Ira answers the questions thrust at him modestly, often downplaying the hype which surrounds the outfit he is a part of. "I'm constantly surprised and my eyes are always opened as to why people listen to us" states the man from Philadelphia. He seems cautious and asks if I'm taking notes so no mis-quotes can occur, i reassure him my pen is working and carry on. I then ask Ira what was the main influence behind the obvious change Yeasayer undertook from the '2006 long hair, hippy moustaches and general All Our Cymbals' look to the '2010 short hair, alternative chic, general Oddblood' look. "Is our look meant to affect our sound" he sarcastically laughs, "stagnation leads to a very early grave" is shortly followed, giving us a clue that the 2011 Yeasayer may be completely different once again. Maybe the band will indulge is leather, feathers, neon? "Motivation comes when you continually change" finishes a philosophical bassist.

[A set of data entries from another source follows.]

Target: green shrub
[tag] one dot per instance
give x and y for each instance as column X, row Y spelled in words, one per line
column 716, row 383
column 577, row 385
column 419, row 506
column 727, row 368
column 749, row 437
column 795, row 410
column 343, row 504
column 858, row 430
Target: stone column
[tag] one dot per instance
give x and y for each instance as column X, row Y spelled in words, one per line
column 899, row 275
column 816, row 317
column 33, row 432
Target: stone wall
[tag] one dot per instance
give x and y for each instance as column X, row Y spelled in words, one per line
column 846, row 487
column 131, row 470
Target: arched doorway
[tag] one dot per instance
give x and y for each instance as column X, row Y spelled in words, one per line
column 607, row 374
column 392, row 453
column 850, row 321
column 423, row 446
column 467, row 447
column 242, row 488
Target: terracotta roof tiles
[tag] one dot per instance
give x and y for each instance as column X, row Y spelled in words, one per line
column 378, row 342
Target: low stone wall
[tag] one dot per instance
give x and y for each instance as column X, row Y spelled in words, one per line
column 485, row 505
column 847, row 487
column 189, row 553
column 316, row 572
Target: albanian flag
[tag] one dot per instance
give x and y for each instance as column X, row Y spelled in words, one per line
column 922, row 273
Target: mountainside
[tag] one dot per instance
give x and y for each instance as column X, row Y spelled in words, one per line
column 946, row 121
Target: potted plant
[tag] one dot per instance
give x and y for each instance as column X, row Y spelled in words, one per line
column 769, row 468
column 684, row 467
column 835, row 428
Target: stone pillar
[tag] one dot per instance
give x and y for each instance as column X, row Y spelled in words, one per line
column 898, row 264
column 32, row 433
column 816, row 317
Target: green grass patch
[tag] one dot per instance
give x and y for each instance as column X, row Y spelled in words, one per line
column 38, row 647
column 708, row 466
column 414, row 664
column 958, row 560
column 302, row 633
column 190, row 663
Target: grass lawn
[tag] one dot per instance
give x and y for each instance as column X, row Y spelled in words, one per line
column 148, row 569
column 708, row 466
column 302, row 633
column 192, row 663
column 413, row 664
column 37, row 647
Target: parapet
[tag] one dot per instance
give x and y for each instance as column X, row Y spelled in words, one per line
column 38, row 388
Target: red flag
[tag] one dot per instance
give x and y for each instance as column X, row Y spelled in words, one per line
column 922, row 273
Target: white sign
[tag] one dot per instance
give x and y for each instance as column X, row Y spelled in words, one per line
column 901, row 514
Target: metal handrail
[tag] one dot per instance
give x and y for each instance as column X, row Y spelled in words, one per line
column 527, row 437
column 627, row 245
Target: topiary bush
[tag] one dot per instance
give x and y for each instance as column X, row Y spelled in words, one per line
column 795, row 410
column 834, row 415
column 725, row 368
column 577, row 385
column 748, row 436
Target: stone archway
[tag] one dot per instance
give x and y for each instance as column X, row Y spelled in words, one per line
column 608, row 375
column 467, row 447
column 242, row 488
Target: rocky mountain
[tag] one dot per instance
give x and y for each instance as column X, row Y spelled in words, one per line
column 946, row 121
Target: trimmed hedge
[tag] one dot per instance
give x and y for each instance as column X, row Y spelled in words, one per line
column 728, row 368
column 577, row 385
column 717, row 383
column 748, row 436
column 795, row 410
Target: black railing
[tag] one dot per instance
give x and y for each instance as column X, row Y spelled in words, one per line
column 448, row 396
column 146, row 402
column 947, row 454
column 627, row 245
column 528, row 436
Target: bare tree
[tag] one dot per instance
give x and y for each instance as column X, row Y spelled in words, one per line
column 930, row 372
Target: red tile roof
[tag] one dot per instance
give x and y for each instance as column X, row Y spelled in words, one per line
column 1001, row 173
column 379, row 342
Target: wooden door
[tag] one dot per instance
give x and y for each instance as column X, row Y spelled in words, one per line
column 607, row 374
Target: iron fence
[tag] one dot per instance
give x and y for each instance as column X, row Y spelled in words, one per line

The mid point of the interview and the conversation is flowing. Ira is more relaxed and describes the differences between the creating and performing, more hidden side of the music industry; "Writing and creating are very different from performing, we are continually looking to challenge ourselves". Ira then jokes that his favourite Yeasayer song "is the ones we haven't written yet", more to come? Yes. Excellent.
Yeasayer first hit the music scene in the USA at the South by South West festivals (SXSW), but this year has seen them play Reading and Leeds, Latitude and T in the Park. Surely this must be more exciting? "No, its completely different" answers Ira almost immediately. "You start to see this as more than just a vacation from your job" with a "really intense emotional vibe as time passes". Ira cannot resist however to mention the experience of Leeds and Reading, stating that "it was the best thing, it was at a time when everyone was ending their summer tours, it felt like the end of summer camp" - adding to the argument that Leeds and Reading are replacing the summer classics as Britain's best festivals.
The whole interview has a feel that Yeasayer are set on moving. Not in a literal sense but in the context of music. Moving upwards and becoming recognised for what they are. Moving from a experimental to a more realistic and electronic sound. Growing up together as a band and enjoying the success this is bringing them. But what about 2011 Yeasayer? Can they recreate the beauty of 'Madder Red', can they bring the sound of 'ONE' to the dance floors of Manchester? I think everyone hopes so. We don't want to eat our words.

Keep your eyes open your ear hair ready for the word 'Yeasayer' in 2011.